Richard Doyle’s ability was keenly admired during his lifetime and he was a frequent and welcome guest in fashionable society whose moods and mannerisms he so eloquently mirrored. He collaborated with some of the most noted writers of the day, contributing ten sketches to Charles Dickens’s series of Christmas books. He illustrated W.M. Thackeray’s Rebecca and Rowena (1850), John Ruskin’s The King of the Golden River (1851) and Thomas Hughes’s The Scouring of the White Horse (1859).
In 1849 Doyle provided pictures for The Enchanted Doll by his Punch colleague, Mark Lemon. The same year he did thirty wood-engravings for a collection of international folk tales, published posthumously as The Doyle Fairy Book (1890). Doyle’s ‘Fairyland Pictures from the Elf World’ were already finished when the publishers, Longmans, Green, Reader, & Dyer, commissioned William Allingham (1824-1889) to write the accompanying verse. Together they appeared in the deluxe folio album In Fairy Land (1870). Allingham was an Irish poet, associated with the Pre-Raphaelite Brotherhood.

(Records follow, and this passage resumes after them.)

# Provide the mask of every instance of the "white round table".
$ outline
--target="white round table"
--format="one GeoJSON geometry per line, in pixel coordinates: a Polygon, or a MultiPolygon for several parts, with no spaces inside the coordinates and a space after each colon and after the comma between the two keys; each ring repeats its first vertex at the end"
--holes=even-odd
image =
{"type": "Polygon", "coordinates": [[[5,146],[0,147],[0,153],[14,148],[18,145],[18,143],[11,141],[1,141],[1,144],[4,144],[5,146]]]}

Although extremely expensive, In Fairy Land went into a second edition in 1875. The sixteen plates — undoubtedly Doyle’s best work — were printed in eight to twelve colours as the largest, most ambitious wood-engravings undertaken by Edmund Evans. Doyle also did the gilt cover and spine design on the green cloth binding as well as the title-page lettering. His fairies, gnomes and elves, with their luminous eyes and distinctive faces, are highly sentimentalized. These amusing, lively, fanciful illustrations later inspired a second text.
At the suggestion of his friend and publisher, Charles Longman, the folklorist Andrew Lang (1844-1912), confident that he could exceed Allingham, invented a story to complement them. The Princess Nobody (1884), with a selection of Doyle’s drawings, rearranged and reduced in size and content, was published under the imprint of Longmans, Green and Co. Lang merely succeeded in diminishing the impact of Doyle’s superb artistry which ultimately overwhelmed both writers.
As a graceful and sympathetic artist of ‘most excellent fancy’, Richard Doyle proved a worthy Master Painter to the Court of Fairyland.